To be clear, the researchers did find a link between trans fat intake and heart disease. But they found no evidence that saturated fat increased the risk of heart disease, or that unsaturated fats decreased the risk of heart disease. Does this mean that you can now inhale steak, butter, and whole milk with abandon? Or stop taking those expensive flaxseed and/or fish oil supplements? Well, it depends.
On one hand, some folks believe that this study demonstrates a need to more specifically analyze individual types of saturated and unsaturated fats (e.g., some saturated dairy fats are associated with a lower risk of heart disease, whereas some unsaturated vegetable fats are associated with a higher risk of heart disease).

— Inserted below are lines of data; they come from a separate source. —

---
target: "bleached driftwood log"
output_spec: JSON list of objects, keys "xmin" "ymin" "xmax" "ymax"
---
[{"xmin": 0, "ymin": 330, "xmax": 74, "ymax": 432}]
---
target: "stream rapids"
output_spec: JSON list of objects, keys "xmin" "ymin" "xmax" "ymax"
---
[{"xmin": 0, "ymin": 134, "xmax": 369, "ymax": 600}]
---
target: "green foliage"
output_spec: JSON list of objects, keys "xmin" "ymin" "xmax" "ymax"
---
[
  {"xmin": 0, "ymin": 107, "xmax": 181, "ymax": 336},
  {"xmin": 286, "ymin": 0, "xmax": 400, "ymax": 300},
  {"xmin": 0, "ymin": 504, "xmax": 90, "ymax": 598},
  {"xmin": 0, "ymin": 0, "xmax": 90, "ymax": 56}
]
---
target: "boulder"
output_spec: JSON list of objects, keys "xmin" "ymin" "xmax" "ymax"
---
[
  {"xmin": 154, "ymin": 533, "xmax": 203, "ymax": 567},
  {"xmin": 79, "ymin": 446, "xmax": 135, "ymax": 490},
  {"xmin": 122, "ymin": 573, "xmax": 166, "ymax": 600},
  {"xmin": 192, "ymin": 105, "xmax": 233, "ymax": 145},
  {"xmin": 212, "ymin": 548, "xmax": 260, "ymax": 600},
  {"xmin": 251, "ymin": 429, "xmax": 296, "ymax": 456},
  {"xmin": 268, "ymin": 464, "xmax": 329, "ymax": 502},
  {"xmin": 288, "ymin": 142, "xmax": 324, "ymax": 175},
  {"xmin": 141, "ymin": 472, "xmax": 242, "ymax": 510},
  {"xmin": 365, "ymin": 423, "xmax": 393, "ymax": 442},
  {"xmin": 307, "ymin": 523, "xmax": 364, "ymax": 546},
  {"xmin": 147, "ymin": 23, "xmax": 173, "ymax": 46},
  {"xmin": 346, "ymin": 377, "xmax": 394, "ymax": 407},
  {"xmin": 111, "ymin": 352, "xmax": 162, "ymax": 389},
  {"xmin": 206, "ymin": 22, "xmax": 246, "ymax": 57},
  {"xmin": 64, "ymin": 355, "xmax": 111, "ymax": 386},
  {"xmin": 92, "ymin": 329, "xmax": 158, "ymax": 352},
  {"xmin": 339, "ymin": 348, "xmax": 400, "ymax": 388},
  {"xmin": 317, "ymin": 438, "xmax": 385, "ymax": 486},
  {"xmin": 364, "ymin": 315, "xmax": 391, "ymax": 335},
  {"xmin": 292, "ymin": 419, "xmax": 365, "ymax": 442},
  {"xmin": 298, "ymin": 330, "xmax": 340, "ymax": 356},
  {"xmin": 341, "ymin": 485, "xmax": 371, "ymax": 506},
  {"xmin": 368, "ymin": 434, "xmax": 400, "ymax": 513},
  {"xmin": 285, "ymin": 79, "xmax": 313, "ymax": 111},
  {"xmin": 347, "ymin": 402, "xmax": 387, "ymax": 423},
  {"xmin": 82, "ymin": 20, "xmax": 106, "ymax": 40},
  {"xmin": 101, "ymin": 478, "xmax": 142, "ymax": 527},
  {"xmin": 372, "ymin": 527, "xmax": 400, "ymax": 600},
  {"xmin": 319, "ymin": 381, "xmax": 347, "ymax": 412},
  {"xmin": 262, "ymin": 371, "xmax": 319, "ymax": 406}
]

On the other hand, some folks believe that this study demonstrates a need to stop focusing on nutrients altogether and start focusing on whole foods. For instance, Dr. Frank Hu, a professor of nutrition and epidemiology at the Harvard School of Public Health who was not involved with the study at hand opined that “The single macronutrient approach is outdated. I think future dietary guidelines will put more and more emphasis on real food rather than giving an absolute upper limit or cutoff point for certain macronutrients.”
Food for thought
The whole food approach is nothing new. For instance, take a look back at Jamie’s October blog post about the Mediterranean Diet. Or, for a more lengthy review, read Michael Pollan’s essay, Unhappy Meals, that was originally published in the January 2007 edition of the New York Times Magazine. Pollan’s take-home message is definitely good food for thought: Eat food. Not too much. Mostly plants.
What do you think? Should saturated fat be avoided like the plague? Or is it more complicated than that?… Or perhaps more simple?